Open Make.com's execution history and check whether the Update Row step ran on the failed execution. If it did not, add error handling to your scenario so the Update Row module fires even when an earlier module fails.

How to Find Your Pinterest Board ID

Use Make.com's dynamic board selector. Click the board field in the Pinterest Create Pin module, select Search, and Make.com retrieves all your boards with their numeric IDs automatically.

One important distinction: Pinterest's native CSV bulk upload uses the board's display name. Make.com's API connection uses the numeric board ID. Do not mix the two. If you are running both methods alongside each other, double-check which format each one requires.

What Changed Recently That Older Pinterest Tutorials Miss

The 10-Pin Queue — Not 100 Pins

A number of blogs still cite a 100-pin scheduling limit. That figure does not appear anywhere in current Pinterest documentation.

Pinterest's own help page at help.pinterest.com states a maximum of 10 pins scheduled in the future at one time. Verified March 2026.

The practical impact is significant. Post two pins per day and your queue is empty in five days. If you are relying on the native scheduler as your consistency strategy, you are refilling it every week. That is the problem this setup solves.

Pinterest Scheduled Pins overview page showing a queued pin with scheduled date and time
Pinterest's Scheduled Pins overview - showing a queued pin with publish date and time

30-Day Scheduling — Not Two Weeks

Older tutorials and blog posts commonly cite two weeks as the maximum scheduling window. The current limit is 30 days. The calendar inside Pinterest greys out any date beyond that point.

Verified on help.pinterest.com, March 2026. If a tutorial tells you to plan no further than two weeks ahead, it is working from outdated information.

Why Idea Pins Tutorials Are Outdated

Idea Pins no longer exist as a separate format. Pinterest merged them into standard Pins. Any tutorial that walks you through creating an "Idea Pin" as a distinct content type is describing a workflow that is no longer available. Skip those guides entirely.

Frequently Asked Questions

How many pins can I schedule on Pinterest at once?

Pinterest's native scheduler lets you have up to 10 pins scheduled at one time, each up to 30 days in advance. For anyone posting two or more pins a day, that queue runs out within a week.

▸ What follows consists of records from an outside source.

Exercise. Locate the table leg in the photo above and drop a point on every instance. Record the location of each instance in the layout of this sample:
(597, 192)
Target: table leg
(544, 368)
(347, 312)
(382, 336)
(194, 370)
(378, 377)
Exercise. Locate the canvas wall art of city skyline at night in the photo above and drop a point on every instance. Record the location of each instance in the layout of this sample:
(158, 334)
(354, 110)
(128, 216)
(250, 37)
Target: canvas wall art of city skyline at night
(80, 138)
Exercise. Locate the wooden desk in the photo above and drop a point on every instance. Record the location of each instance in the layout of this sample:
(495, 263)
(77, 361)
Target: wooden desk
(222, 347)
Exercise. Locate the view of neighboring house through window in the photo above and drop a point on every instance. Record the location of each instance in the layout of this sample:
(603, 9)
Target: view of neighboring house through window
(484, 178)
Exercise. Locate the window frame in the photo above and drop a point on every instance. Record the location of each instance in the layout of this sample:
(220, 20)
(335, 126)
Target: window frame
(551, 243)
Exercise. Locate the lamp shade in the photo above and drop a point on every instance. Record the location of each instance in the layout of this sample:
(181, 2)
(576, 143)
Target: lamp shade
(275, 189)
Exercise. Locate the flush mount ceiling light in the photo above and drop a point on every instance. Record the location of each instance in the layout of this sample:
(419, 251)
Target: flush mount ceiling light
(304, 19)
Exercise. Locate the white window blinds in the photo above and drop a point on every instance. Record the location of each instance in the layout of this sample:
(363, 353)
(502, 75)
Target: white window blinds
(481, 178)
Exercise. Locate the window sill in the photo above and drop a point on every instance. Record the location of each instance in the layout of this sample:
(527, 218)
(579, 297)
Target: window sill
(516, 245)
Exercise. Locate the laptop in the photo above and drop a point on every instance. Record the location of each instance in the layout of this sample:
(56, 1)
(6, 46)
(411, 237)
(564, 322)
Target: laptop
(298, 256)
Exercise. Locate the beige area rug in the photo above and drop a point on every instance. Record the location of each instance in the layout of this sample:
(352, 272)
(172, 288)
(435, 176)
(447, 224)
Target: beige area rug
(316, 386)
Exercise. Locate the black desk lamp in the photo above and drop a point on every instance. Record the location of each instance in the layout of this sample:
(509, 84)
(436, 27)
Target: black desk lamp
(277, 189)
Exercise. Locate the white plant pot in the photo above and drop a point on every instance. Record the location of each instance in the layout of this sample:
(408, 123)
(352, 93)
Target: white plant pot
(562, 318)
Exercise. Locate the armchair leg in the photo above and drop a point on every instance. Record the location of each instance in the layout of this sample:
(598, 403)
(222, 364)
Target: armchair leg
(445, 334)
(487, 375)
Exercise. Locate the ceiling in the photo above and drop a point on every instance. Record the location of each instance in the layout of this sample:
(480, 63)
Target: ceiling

Do I need a Pinterest Business account to schedule pins?

Yes. Native scheduling and all automation workflows require a Business account. Switching from personal to business is free and takes under two minutes. No existing content is affected by the switch.

Is automated pinning allowed by Pinterest?

Yes. Pinterest officially supports third-party automation through its API and actively promotes API-connected platforms including Tailwind, Buffer, and Canva in its creator guidance. Posting via an approved automation workflow is within Pinterest's terms of service, as long as you post at a normal frequency and avoid duplicate content.

What's the difference between Pinterest's bulk CSV upload and a Google Sheets automation?

Pinterest's bulk CSV lets you upload up to 200 pins at once, but it is a manual operation you repeat every time the batch runs out. A Google Sheets automation is an ongoing queue: it posts your next pin every day without you touching anything.

Do I need to know how to code to set this up?

No. Make.com is fully visual. You connect modules and fill in fields without writing any code. Connecting Pinterest takes about 30 seconds via a standard login flow.

How many pins per day should I post to avoid Pinterest's spam filter?

For most bloggers, 1 to 3 fresh pins per day is the safe zone. Space pins at least 30 to 60 minutes apart, and wait 2 to 3 days before pinning the same URL again, even with a different image. Pinterest does not publish an official daily limit. These are community guidelines.

Does this Google Sheets workflow work without WordPress?

Yes, completely. The workflow has zero WordPress dependency. Your images need to be at a publicly accessible direct URL, or you can use the AI image generation option in the setup, which handles hosting automatically.